Scene Coordinate Regression

Scene coordinate regression is a problem of estimating the 3D world coordinates corresponding to 2D image pixels. This is a common solution for camera localization as one can estimate the camera pose from 2D-3D correspondences using the PnP-RANSAC algorithm.

Formally, let us define a set of mapped images \(I^m_i\) and their corresponding 3D coordinates \(Y^m_i\). Our goal is to train a model \(f\) to memorize the mapping between \(I^m_i\) and \(Y^m_i\):

\[ f_\theta(I^m_i) \rightarrow \hat{Y}^m_i \]

Once learned, we can estimate the 3D coordinates from a new query image \(I^q_j\):

\[ f_\theta(I^q_j) \rightarrow \hat{Y}^q_j \]

And estimate the camera pose \(H\) (rotation \(R\) and translation \(t\)) from the predicted 2D-3D correspondences using the PnP-RANSAC algorithm:

\[ H = \text{PnP-RANSAC}(I^q_j, \hat{Y}^q_j, K) \]

where \(K\) is the camera intrinsic matrix.

DSAC: Differentiable RANSAC

Previous methods usually rely on coordinate regression, which does not necessarily correlate with the pose error. Also, RANSAC is a non-differentiable algorithm, which makes it hard to train the model end-to-end.

In standard RANSAC, hypotheses are scored using a function \(s(h_J, Y^w; v)\) (parameterized by a Score CNN with weights \(v\)). The algorithm selects the hypothesis \(h_{\mathrm{AM}}\) that maximizes this score:

\[ h_{\mathrm{AM}}^{w,v} = \operatorname*{argmax}_{h_J} s(h_J, Y^w; v) \]

To enable end-to-end training, DSAC replaces the deterministic argmax selection with 1) soft argmax selection (SoftAM) and 2) probabilistic selection (DSAC).

SoftAM

SoftAM replaces the argmax selection with a soft argmax based on the weighted average of the hypotheses:

\[ h_{\mathrm{SoftAM}}^{w,v} = \sum_{J} P(J|v,w) h_J^w \]

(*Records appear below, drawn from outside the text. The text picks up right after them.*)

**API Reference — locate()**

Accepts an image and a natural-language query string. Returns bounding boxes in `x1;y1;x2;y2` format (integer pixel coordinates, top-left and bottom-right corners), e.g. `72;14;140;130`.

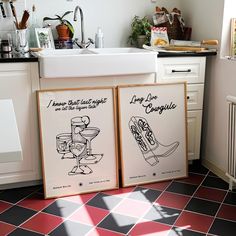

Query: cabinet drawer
186;84;204;110
187;110;202;160
157;57;206;84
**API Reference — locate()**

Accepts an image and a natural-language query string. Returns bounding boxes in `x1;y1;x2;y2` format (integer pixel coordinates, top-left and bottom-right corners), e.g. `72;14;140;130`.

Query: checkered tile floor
0;164;236;236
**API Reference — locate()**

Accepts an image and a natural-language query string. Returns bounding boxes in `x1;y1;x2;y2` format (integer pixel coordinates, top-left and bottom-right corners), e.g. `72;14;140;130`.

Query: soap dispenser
95;27;104;48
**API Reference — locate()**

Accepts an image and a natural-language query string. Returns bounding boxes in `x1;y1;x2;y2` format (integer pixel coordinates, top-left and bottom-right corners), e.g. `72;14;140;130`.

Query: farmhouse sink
35;48;158;78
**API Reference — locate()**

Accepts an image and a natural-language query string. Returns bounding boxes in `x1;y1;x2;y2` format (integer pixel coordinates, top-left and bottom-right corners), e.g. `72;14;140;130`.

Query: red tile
17;193;55;211
174;211;214;233
61;192;96;204
141;181;172;191
129;220;171;236
103;187;135;197
69;205;109;226
0;221;16;236
21;212;63;234
156;192;190;210
87;227;125;236
0;201;13;214
113;198;152;218
194;186;227;202
177;173;205;185
217;204;236;221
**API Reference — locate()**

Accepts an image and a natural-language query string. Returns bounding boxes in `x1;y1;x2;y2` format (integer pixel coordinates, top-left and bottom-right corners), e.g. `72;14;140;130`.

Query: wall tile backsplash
0;0;181;47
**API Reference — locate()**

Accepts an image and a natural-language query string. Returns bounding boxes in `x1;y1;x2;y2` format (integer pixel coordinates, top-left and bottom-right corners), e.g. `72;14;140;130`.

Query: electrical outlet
151;0;157;3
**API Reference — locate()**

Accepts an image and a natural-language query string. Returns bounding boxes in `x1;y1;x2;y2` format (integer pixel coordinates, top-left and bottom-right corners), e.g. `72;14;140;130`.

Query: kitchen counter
0;52;38;63
158;50;217;57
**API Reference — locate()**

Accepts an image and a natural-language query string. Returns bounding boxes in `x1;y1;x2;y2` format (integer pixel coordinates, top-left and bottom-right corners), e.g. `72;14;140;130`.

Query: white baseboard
202;159;229;183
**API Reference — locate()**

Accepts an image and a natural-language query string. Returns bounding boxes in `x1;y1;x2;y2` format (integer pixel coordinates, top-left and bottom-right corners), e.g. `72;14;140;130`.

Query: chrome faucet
73;5;94;48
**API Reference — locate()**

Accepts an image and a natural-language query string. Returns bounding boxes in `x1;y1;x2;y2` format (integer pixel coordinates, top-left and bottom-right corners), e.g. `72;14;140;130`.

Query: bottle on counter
95;27;104;48
29;5;40;48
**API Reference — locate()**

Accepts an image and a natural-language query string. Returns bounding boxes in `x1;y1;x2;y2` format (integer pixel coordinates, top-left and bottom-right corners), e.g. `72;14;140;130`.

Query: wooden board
164;46;207;52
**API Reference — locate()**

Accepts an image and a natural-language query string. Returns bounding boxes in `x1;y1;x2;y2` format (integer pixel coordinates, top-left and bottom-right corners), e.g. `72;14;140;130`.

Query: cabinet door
0;63;40;185
187;110;202;160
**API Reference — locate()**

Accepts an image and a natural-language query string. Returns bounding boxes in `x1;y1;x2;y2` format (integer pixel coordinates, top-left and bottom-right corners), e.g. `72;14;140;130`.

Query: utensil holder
15;28;29;54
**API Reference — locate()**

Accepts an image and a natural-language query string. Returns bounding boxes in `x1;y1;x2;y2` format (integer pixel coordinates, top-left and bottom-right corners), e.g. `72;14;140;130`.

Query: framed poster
118;83;188;187
230;18;236;57
35;28;55;49
37;87;119;198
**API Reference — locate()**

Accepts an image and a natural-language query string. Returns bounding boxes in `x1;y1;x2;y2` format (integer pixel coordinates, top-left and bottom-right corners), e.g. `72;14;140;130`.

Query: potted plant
43;11;74;41
128;15;152;48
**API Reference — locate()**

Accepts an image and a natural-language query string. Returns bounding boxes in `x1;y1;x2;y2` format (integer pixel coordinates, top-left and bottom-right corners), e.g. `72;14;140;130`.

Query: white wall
0;0;181;47
181;0;236;177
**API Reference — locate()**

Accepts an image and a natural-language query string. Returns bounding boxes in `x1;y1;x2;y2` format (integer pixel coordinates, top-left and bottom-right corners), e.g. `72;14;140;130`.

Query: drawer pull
187;96;190;100
172;69;191;73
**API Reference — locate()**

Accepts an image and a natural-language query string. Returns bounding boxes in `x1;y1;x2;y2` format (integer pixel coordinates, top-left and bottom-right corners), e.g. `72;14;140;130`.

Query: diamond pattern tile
194;186;227;202
156;191;190;210
0;164;235;236
21;212;63;235
129;220;171;235
174;211;214;233
42;199;81;218
185;197;221;216
0;206;37;226
166;181;198;196
97;212;138;234
86;193;122;210
143;205;181;225
127;186;161;203
49;220;92;236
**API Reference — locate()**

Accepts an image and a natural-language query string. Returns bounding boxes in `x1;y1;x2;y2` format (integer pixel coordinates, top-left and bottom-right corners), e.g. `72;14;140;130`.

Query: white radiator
226;95;236;190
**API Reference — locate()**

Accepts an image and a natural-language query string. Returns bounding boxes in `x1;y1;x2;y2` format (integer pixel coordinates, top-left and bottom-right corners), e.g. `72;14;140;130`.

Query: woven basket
153;7;184;40
158;14;183;40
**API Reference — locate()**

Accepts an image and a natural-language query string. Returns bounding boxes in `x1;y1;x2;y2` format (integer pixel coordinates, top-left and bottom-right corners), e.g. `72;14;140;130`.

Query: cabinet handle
172;69;191;73
187;96;190;100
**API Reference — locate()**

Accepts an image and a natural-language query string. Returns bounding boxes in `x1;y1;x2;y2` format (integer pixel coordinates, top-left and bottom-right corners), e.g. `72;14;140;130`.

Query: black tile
9;228;44;236
202;176;228;190
42;199;81;218
188;162;209;175
127;187;161;203
86;192;122;210
224;191;236;206
0;205;37;226
0;186;40;204
185;197;220;216
209;218;236;236
97;212;138;234
208;171;218;177
49;220;92;236
143;205;181;225
166;182;198;196
168;227;205;236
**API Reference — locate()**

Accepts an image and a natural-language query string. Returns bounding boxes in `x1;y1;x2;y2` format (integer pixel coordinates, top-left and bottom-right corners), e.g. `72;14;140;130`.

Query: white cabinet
157;57;206;160
0;63;41;187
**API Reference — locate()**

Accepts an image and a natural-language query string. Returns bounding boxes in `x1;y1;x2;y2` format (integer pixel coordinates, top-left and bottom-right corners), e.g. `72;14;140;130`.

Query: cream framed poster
37;87;119;198
118;83;188;187
230;18;236;57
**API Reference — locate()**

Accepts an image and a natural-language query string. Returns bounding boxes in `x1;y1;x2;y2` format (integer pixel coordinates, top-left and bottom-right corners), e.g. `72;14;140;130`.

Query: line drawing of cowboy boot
131;116;179;158
128;118;159;166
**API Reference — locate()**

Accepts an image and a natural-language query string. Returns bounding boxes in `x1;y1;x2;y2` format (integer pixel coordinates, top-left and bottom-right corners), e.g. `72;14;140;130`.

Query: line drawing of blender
56;116;103;175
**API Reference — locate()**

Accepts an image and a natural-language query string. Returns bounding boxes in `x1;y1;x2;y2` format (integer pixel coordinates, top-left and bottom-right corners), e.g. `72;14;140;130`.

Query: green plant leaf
65;20;74;38
61;11;73;19
43;16;60;21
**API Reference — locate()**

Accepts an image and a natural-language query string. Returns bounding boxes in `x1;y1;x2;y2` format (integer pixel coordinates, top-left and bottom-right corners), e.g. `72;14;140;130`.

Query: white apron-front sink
35;48;158;78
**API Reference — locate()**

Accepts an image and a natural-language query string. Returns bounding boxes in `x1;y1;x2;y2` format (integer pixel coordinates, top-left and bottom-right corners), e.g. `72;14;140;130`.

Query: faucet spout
73;5;85;44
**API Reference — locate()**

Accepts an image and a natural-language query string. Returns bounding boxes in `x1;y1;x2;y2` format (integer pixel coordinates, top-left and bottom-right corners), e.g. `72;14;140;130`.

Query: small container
1;40;12;53
95;27;104;48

where \(P(J|v,w)\) is the probability of selecting hypothesis \(J\):

\[ P(J|v,w) = \frac{\exp(s(h_J^w, Y^w; v))}{\sum_{J'} \exp(s(h_{J'}^w, Y^w; v))} \]

DSAC

Instead of hard selection, a hypothesis is chosen probabilistically based on a softmax distribution of the score. The selected hypothesis is sampled as:

\[ h_{\mathrm{DSAC}}^{w,v} = h_J, \quad \text{with} \quad J \sim P(J|v,w) \]

Since the output is now stochastic, we minimize the expected loss over the training set \(\mathcal{I}\):

\[ \tilde{w}, \tilde{v} = \operatorname*{argmin}_{w,v} \sum_{I \in \mathcal{I}} \mathbb{E}_{J \sim P(J|v,w)} \left[ \ell(R(h_J^w, Y^w), h^*) \right] \]

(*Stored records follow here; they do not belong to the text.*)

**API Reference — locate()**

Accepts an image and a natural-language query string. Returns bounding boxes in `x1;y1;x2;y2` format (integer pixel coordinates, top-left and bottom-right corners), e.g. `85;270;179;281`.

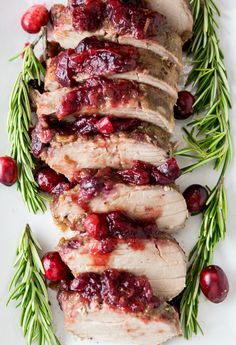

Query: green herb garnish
8;31;47;213
7;224;60;345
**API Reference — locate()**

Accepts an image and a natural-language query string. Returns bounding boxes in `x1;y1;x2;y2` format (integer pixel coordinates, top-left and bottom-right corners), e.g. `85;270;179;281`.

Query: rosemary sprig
8;32;47;213
175;0;232;174
7;224;61;345
180;174;227;339
179;0;232;339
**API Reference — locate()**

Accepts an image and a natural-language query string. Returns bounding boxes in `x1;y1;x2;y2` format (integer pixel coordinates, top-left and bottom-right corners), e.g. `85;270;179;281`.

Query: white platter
0;0;236;344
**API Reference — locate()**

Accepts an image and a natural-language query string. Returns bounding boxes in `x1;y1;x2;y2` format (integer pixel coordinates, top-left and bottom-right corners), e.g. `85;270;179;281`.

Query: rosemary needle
178;0;232;338
8;32;47;213
7;224;61;345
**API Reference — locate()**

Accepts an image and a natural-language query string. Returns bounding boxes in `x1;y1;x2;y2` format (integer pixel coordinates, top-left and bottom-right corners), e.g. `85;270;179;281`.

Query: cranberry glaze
55;37;139;87
70;0;165;39
57;77;142;119
68;269;161;312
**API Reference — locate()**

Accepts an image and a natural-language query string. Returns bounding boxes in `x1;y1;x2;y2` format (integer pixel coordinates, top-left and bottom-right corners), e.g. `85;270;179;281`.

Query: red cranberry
70;272;102;300
174;91;195;120
96;117;115;134
35;167;67;194
21;5;49;34
183;184;208;214
84;214;109;240
200;265;229;303
117;168;150;185
0;156;18;186
42;252;70;282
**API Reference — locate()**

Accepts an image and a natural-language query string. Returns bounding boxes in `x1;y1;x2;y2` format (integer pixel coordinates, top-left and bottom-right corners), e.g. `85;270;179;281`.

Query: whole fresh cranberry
183;184;208;214
21;5;49;34
96;117;115;134
200;265;229;303
84;214;109;240
0;156;18;186
174;91;195;120
42;252;70;282
35;167;67;194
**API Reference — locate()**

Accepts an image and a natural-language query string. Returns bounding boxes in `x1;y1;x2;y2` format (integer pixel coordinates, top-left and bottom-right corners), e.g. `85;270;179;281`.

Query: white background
0;0;236;344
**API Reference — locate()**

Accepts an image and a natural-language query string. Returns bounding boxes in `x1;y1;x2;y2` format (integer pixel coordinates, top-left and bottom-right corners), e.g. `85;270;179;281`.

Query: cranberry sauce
30;116;140;157
69;0;166;39
84;211;158;241
57;77;142;119
55;37;139;87
68;269;161;312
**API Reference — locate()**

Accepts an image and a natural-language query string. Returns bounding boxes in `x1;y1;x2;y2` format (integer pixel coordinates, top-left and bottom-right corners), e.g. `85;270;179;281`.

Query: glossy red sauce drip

where \(R\) is the refinement function and \(h^*\) is the ground truth pose.

The derivative of the expected loss with respect to the parameters (e.g., \(w\)) can be derived using the log-likelihood ratio trick (similar to Policy Gradient):

\[ \frac{\partial}{\partial w}\mathbb{E}_{J\sim P(J|v,w)}[\ell(\cdot)] = \mathbb{E}_{J\sim P(J|v,w)} \left[ \ell(\cdot) \frac{\partial}{\partial w}\log P(J|v,w) + \frac{\partial}{\partial w}\ell(\cdot) \right] \]

This formulation allows gradients to flow through both the selection probabilities (affecting the Score CNN \(v\)) and the hypothesis generation quality (affecting the Coordinate CNN \(w\))[cite: 221].